Personality in foreign policy

How leaders interact and are judged can shape a country’s approach to the world as much as economics or military might.

The G20 Special Committee in 2018, Hamburg, Germany (Christian Charisius via Getty Images)
The G20 Special Committee in 2018, Hamburg, Germany (Christian Charisius via Getty Images)

Readers with long memories might recall the fleeting controversy about the time that a then freshly elected Prime Minister Kevin Rudd stopped, propped and saluted a deeply unpopular US President George W. Bush during a grand global summit.

It was a NATO meeting, April 2008, one of the early trips that earned Rudd the media moniker “Kevin 747” for his busy shuttle-style diplomacy. Bush, at the time, ranked as a factor causing 69 per cent of Australians “to have an unfavourable opinion of the United States”, according to the Lowy Institute Poll – a figure that even Donald Trump failed to top on becoming president in 2017.

The storm over the salute likely stemmed from a public expectation that the “deputy sheriff” days had passed with the Howard years. Rudd had promised to get Australian troops out of Iraq (the NATO meeting in Bucharest was to talk about Afghanistan) and the Australian public mood was decisively in favour of the statement, again asked in the Lowy Institute Poll, that “the US is playing the role of world policeman more than it should be”.

But the awkward salute across the crowd was all a hammy joke, said Rudd – an example of the kind of dorky humour that would become increasingly familiar to Australians in the years to follow.

Besides, the two leaders were apparently mates no more barely a few months later, amid claimed leaks of Rudd disparaging the US president for asking “what’s the G20?” as the world grappled with the growing global financial crisis.

Why recall this little remembered history? Partly because escaping the present to an episode now in the rear-view mirror helps to underscore a point, that the personality traits of leaders matter in the presentation of a country’s foreign policy, often as much as the great strategic contours and power politics that can shape decisions. The regard held for a leader can matter to the perception from other nations, too.

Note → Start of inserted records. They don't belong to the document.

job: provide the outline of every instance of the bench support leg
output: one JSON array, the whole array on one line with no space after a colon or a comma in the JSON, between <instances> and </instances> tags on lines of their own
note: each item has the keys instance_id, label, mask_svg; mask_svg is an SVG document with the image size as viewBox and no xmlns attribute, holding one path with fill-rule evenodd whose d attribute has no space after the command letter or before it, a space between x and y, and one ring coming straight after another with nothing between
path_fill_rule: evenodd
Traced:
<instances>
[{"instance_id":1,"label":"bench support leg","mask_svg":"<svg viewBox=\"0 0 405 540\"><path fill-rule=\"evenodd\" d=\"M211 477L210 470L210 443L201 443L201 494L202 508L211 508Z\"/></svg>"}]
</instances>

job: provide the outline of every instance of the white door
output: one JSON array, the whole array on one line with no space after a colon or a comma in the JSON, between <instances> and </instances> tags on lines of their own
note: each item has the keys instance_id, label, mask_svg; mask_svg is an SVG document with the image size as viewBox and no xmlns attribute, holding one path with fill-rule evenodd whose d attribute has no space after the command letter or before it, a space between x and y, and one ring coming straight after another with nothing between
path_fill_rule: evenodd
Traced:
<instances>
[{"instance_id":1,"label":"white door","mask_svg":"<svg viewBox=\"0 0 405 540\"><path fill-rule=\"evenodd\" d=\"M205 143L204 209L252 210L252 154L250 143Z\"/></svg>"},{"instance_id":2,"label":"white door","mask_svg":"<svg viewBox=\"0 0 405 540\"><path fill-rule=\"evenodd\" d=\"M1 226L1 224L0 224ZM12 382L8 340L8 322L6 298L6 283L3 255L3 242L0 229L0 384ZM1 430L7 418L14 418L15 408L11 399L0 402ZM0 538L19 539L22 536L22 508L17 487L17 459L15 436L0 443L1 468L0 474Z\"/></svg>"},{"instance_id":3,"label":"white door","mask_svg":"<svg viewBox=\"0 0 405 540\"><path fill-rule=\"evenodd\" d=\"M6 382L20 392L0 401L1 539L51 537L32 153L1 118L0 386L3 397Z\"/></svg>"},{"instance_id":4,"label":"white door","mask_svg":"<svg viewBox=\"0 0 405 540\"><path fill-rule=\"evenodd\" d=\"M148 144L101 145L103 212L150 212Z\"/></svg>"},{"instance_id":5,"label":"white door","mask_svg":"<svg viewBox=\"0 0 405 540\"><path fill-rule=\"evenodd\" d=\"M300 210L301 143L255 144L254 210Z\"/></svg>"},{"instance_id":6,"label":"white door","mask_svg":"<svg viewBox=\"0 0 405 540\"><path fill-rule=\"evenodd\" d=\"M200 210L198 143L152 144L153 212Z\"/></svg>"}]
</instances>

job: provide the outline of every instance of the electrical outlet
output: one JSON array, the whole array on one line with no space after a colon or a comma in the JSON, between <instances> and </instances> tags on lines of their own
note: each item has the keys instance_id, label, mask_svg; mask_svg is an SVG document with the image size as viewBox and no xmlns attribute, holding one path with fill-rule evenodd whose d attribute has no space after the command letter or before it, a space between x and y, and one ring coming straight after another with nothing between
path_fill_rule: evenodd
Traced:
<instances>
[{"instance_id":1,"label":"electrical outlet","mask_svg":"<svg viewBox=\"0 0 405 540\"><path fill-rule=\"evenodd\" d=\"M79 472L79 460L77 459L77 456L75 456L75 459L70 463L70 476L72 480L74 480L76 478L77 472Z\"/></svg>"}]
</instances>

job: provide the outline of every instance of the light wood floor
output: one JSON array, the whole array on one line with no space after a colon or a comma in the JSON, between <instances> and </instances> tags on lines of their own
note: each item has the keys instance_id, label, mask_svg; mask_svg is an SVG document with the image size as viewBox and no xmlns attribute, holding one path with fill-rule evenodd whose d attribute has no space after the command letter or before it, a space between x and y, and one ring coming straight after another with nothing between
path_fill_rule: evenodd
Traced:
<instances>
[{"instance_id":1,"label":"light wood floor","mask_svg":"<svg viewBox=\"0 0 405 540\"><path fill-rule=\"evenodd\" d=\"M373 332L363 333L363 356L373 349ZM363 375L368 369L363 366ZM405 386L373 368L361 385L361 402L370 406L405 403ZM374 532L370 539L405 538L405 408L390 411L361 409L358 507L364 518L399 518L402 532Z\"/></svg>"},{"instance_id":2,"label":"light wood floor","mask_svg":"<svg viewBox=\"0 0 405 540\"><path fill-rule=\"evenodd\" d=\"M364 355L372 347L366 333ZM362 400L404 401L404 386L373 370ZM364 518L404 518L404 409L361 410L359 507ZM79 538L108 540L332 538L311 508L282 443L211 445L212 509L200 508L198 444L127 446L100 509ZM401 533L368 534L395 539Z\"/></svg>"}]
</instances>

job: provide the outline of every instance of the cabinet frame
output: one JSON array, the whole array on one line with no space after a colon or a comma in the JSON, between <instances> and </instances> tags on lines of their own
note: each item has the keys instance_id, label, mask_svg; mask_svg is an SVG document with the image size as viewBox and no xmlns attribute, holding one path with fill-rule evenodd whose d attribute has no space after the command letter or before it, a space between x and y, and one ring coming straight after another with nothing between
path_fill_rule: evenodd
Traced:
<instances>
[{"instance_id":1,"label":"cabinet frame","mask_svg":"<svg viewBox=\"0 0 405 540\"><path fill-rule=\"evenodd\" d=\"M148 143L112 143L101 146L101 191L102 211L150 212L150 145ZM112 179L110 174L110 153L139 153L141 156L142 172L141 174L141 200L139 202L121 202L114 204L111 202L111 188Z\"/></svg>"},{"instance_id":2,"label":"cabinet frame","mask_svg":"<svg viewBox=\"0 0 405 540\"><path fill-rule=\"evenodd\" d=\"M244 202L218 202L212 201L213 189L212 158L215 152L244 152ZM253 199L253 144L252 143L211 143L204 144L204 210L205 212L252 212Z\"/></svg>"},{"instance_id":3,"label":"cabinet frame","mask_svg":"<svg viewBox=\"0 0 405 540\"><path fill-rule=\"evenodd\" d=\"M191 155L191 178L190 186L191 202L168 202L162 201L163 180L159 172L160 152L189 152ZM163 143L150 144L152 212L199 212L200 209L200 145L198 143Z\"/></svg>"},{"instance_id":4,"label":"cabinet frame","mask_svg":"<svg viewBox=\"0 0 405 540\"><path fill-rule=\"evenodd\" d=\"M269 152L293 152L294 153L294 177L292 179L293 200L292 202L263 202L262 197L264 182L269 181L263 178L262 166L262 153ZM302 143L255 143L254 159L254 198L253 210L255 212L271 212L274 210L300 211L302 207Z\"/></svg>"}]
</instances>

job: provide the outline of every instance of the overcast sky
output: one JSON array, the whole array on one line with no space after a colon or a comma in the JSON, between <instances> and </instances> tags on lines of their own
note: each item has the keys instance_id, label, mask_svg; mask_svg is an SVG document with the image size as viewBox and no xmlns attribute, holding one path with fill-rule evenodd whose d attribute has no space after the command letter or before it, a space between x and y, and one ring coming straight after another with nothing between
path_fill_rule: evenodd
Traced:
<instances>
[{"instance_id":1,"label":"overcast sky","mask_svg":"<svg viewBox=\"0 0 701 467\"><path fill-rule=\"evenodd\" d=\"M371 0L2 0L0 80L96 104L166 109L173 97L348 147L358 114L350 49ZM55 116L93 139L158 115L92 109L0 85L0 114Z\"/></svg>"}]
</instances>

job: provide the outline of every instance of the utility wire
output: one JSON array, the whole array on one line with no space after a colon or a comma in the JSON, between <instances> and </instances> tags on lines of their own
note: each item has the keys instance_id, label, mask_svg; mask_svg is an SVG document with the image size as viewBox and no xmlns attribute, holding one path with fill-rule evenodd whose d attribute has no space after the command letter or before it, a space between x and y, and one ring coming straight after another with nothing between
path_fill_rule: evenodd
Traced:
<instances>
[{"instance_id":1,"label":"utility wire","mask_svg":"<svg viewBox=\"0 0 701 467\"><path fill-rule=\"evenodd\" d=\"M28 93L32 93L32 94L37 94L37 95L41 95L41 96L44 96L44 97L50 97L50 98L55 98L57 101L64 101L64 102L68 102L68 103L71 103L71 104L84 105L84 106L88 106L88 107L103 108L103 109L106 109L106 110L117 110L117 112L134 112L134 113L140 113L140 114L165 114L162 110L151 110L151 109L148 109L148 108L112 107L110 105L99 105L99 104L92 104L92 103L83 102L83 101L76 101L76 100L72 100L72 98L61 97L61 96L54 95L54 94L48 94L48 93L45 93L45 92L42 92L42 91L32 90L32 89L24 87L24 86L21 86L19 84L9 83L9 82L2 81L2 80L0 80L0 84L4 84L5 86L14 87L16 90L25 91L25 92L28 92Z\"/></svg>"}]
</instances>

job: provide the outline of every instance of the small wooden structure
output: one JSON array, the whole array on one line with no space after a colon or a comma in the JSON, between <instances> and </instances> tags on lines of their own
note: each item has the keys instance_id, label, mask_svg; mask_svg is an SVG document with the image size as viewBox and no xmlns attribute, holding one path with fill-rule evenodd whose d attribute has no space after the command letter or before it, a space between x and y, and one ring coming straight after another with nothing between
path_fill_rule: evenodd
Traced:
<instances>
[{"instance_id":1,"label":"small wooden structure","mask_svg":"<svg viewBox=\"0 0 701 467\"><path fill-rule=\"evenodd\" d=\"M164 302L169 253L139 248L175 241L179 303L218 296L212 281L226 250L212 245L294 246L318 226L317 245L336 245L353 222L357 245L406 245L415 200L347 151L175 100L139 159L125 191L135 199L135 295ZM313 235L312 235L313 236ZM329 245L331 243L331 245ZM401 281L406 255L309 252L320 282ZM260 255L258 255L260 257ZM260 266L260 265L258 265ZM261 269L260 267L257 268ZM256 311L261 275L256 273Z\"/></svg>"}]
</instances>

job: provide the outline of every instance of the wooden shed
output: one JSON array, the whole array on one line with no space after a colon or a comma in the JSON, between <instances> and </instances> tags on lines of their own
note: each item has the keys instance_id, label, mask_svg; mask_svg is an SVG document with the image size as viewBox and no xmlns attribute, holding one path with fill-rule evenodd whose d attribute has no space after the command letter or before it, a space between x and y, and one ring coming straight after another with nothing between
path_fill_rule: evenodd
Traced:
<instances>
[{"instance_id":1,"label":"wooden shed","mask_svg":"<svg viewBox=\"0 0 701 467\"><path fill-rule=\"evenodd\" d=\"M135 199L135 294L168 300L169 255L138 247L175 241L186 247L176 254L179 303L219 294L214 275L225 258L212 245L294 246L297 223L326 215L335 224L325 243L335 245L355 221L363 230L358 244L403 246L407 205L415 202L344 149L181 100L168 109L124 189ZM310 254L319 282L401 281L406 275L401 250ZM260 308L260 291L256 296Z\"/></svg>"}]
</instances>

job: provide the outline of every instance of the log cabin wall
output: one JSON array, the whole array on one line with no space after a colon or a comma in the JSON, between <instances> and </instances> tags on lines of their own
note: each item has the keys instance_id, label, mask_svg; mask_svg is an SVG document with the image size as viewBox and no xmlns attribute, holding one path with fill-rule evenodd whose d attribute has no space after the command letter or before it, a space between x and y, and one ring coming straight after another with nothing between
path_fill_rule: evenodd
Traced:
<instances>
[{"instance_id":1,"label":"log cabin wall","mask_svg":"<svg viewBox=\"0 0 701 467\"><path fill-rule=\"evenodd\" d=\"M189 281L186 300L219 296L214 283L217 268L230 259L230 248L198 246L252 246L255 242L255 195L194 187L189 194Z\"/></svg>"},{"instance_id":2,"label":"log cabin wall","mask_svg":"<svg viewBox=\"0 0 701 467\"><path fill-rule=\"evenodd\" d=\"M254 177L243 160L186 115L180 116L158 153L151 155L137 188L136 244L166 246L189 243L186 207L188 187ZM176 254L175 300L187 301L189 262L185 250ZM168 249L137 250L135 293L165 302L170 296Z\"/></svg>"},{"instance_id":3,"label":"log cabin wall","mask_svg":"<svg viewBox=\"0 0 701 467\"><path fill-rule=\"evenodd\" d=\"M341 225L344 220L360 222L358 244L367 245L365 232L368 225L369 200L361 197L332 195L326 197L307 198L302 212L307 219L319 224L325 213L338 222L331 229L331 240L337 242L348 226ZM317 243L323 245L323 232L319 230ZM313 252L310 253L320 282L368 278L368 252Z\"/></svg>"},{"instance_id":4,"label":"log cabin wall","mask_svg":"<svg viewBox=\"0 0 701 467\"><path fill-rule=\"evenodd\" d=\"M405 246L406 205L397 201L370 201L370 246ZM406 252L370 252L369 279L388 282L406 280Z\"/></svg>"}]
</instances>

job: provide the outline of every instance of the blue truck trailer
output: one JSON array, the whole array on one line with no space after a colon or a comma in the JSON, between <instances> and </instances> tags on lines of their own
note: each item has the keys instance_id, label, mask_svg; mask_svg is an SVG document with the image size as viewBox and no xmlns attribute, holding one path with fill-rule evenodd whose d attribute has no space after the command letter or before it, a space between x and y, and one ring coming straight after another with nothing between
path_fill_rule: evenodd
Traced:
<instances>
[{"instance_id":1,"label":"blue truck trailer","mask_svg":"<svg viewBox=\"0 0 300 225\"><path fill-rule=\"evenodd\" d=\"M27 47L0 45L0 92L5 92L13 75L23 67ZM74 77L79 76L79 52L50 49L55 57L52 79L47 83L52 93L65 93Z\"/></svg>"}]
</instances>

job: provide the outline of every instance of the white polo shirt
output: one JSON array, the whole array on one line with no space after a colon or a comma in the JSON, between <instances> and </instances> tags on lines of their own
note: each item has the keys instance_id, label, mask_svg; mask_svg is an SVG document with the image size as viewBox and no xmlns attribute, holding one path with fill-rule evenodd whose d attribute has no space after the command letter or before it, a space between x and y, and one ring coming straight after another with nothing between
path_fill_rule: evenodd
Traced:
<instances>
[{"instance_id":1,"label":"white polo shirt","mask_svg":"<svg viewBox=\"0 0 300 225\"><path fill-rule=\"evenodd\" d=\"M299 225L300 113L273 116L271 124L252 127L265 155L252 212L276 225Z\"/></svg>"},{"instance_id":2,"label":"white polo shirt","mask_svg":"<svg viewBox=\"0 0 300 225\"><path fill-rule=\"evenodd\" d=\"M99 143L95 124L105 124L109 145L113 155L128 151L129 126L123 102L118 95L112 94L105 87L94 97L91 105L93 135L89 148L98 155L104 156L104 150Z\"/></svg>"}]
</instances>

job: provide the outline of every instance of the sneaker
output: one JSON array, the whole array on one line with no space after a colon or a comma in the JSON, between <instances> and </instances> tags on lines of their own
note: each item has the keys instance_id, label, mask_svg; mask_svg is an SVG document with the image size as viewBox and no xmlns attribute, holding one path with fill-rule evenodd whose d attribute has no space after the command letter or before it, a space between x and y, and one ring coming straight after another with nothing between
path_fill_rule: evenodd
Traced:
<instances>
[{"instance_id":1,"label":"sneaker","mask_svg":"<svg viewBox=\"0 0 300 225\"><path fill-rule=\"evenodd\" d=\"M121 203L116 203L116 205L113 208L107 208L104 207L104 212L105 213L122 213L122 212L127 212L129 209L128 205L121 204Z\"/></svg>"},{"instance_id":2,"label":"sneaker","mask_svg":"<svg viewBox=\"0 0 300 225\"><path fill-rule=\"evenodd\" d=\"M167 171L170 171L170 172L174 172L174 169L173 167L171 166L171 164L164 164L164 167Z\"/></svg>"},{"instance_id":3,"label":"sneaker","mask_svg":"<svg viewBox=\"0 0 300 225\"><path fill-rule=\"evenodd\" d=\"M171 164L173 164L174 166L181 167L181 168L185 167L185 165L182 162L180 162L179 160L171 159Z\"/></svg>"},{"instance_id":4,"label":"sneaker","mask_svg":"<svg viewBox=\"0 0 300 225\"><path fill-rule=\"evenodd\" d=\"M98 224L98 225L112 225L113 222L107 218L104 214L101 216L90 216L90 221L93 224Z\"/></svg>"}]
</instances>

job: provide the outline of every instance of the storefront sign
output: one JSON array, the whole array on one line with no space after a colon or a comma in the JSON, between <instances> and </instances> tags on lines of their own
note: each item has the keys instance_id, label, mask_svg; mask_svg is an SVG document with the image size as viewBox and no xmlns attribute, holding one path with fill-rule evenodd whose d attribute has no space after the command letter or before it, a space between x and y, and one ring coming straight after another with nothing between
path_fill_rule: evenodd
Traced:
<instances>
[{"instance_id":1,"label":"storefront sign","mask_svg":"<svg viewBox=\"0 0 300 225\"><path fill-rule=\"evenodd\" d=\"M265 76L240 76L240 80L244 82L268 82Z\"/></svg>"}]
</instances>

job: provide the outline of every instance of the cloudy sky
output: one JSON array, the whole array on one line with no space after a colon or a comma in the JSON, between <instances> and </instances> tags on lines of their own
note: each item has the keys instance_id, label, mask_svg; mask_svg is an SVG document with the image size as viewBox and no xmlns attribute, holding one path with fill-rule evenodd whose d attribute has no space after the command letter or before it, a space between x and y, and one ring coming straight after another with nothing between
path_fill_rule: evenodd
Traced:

It’s not just Donald Trump versus Joe Biden, or even whether Australians evidently place more confidence in New Zealand’s Jacinda Ardern than they do in Scott Morrison (Lowy Institute Poll, again). The intangibles that each leader brings – and how leaders interact with one another – are a crucial consideration to determine the direction a country adopts.  

Recognising this influence of leaders seems to be a missing element in the fascinating debate in The Interpreter over what might be described as a “values” versus “interests” approach to foreign policy. Labels such as this can be overly simplistic, so better to read for yourself the exchange kicked off by Susannah Patton and Ashley Townshend warning Australia to steer clear of any Biden administration drive to frame its Asia strategy as a contest for democracy, while Michael Green and Ben Scott have separately argued for a strategy in support of democracy and rules upholding freedom.

The influence of leaders is often overlooked, in analysis but also by the public.

My point to add to this mix is that the person in charge matters. Would China pose the same challenge today had Xi Jinping not taken control? Perhaps China’s rising power made contest inevitable, but would the moment be now? It’s unknowable, of course, but as American diplomats privately wondered back in 2009, having been told “Xi was not very well cultivated”, it was far from certain he would become the leader.

Yet the influence of leaders is often overlooked, in analysis but also by the public. In 2015, around two-thirds of Australians either didn’t know or didn’t have a view when asked if they admired Xi, India’s Narendra Modi, Papua New Guinea’s Peter O’Neill or Japan’s Shinzo Abe, while Indonesia’s Joko Widodo and Germany’s Angela Merkel fared little better.

Think, too, on Trump’s interactions with Malcolm Turnbull and how this influenced Australian perceptions of America, not only the infamous phone call, but the moment Turnbull describes of the two tucked in an air-tight secured container to protect from prying ears, talking steel tariffs. Or Trump himself, as the manifestation of US attitudes, and the shift in priorities his presidency came to represent.

Or even remember Bob Carr, as Australia’s foreign minister filling in for Rudd at the G20 Summit in Russia in 2013, sitting at an assembled table of presidents and plenipotentiaries, including America’s Barack Obama, Indonesia’s Susilo Bambang Yudhoyono and other great influencers of the time.

“It’s not that hard to get here, to this table,” Carr wrote in his memoir of that St Petersburg meeting. “A bit of application, a bit of luck, some patience. Every election that’s ever been held, someone loses. But someone wins. There’s always a vacancy and it’s got to be filled. With competence you can keep on rising. None of this warrants deference.”

Perhaps not. But it does benefit to know the personalities involved. Because what a leader chooses to do, or not to do, can have a lasting influence on a country’s international relations.